It is funny how rarely my viewing tastes and my reading tastes coincide. There is nothing I like more on the television than a serial detective with some real character – my absolute favourites being the late great, gruff Warren Clarke as the grumpy Dalziel and kindly, untidy David Jason as Jack Frost. Yet when it comes to reading I find that I rarely go for serial detectives – somehow the balance between plot, detail and character often fails to excite me. However, there are three who have managed to get right under my skin. So let me share my favourites with you by starting, in reverse order, with the famous Sherlock Holmes.
I grew up on Conan Doyle’s tales of this inimitable man. A man so analytical and observant that he could ascertain your domestic status, profession and place of residence, simply by the condition of your clothes and ‘toilette’. His experimentation with chemistry, his encyclopaedic knowledge and his acute observation made him brilliant in my eyes, but it was the solace he found in playing the violin together with his occasional, less socially acceptable behaviours, that revealed him as a man at odds with his own feelings. As a child I realised from these stories that it is often the flaws a character displays that makes them more appealing. At over 120 years old his many adventures with Watson have truly stood the test of time. They have been recreated numerous times through films, series and plays. Sherlock’s character has been discussed, analysed and re-invented endlessly and each depiction of the great man has something creditworthy about it. However nothing beats the ‘mind’s eye’ and I would recommend that you keep a volume of the original short stories on a shelf – for those occasions when you are short of time but want a complete read.
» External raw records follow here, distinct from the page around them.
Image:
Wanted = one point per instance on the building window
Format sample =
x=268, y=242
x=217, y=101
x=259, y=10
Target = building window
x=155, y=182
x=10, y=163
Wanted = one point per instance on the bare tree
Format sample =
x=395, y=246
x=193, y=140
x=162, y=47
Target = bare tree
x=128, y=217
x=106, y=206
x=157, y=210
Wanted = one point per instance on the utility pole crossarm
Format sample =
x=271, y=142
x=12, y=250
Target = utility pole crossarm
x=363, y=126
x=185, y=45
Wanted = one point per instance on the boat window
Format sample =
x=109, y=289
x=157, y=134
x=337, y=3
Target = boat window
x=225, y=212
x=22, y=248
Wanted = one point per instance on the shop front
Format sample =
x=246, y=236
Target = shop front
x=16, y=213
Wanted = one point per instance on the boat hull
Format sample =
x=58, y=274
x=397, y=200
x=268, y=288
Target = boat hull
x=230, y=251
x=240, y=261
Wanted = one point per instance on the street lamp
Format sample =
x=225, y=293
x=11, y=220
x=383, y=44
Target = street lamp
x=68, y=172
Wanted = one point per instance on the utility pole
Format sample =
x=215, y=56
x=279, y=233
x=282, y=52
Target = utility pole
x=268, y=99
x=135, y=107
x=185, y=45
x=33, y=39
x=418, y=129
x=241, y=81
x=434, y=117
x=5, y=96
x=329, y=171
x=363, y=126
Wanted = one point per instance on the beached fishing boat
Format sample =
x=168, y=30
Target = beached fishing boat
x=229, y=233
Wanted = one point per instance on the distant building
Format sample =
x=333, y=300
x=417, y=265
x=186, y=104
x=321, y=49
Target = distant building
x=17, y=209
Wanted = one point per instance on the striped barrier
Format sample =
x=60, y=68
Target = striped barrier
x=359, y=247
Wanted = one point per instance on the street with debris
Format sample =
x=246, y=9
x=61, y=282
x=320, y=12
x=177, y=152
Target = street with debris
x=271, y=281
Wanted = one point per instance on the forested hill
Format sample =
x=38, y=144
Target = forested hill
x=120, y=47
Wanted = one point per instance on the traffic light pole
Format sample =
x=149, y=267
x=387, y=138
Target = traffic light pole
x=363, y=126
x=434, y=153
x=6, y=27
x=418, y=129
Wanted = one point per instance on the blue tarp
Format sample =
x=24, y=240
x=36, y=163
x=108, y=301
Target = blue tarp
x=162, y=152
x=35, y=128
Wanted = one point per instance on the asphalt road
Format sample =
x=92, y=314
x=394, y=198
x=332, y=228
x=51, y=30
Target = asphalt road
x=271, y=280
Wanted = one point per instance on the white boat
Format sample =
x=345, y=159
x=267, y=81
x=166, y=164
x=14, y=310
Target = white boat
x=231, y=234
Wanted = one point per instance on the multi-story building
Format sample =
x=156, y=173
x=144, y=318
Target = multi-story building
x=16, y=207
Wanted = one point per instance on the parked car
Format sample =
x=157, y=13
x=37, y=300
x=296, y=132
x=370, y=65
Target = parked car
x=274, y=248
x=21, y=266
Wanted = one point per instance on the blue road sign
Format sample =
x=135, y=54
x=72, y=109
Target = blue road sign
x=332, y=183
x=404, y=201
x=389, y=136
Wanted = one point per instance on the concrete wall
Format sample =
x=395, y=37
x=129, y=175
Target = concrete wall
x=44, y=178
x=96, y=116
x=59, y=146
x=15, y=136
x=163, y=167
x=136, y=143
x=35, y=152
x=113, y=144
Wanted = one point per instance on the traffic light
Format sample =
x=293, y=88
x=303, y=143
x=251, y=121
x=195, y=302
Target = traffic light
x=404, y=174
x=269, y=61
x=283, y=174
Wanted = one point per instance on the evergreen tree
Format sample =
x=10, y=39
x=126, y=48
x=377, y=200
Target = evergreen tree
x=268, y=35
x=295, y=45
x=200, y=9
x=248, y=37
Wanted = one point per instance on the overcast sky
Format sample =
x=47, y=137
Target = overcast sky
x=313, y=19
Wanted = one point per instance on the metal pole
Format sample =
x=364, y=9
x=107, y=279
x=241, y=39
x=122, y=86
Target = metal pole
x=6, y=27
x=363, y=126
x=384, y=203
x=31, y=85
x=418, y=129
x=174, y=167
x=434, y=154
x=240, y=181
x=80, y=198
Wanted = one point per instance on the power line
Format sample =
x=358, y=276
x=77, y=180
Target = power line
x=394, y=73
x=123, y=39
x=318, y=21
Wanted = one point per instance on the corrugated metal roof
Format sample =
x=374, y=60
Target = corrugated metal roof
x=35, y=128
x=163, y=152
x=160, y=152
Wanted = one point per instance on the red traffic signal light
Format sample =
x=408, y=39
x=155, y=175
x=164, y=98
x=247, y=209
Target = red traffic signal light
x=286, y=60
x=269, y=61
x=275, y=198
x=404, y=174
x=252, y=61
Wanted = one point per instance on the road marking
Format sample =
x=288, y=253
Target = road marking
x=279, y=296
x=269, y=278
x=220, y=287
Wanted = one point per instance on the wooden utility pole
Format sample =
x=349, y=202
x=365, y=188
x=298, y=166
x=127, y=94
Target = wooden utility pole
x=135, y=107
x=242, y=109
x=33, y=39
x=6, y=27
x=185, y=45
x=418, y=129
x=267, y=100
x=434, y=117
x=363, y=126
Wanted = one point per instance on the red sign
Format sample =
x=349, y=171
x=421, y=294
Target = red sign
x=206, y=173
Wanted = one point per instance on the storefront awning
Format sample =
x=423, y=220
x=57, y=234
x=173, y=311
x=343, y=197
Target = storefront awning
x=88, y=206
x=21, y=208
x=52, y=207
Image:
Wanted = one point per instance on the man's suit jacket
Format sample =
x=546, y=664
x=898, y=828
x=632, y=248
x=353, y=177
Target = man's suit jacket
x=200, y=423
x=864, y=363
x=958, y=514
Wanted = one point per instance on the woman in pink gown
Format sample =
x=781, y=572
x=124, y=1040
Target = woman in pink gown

A couple of years ago I would have put this next detective in first place. The Jackson Brodie series, by Kate Atkinson had me hooked straight away, but just like marmite it seems these books are either loved or hated. If you read detective novels because you like a clearly defined plot then these definitely aren’t for you! Brodie is an ex policeman turned private detective who has a chequered past. Divorced and rather a poor judge of women his attachment to his daughter is key to his softer side. I always get the feeling that he is a man who grew a conscience later in life and now feels compelled to act although he knows it will inevitably go wrong. The storyline mixes up seemingly random incidents and apparently unconnected crimes. Various characters, some skilfully drawn and some deliberately clichéd, are thrown into the mix. In the later books these other characters hold the stories together and sometimes it seems that Brodie is little more than a walk on part. Life is portrayed as messy, often bleak and sometimes brutal and occasionally the tone of a book veers too closely towards the malicious and depressing despite the touches of humour; but somehow I always admire Brodie’s moral compass – even when I don’t particularly like him!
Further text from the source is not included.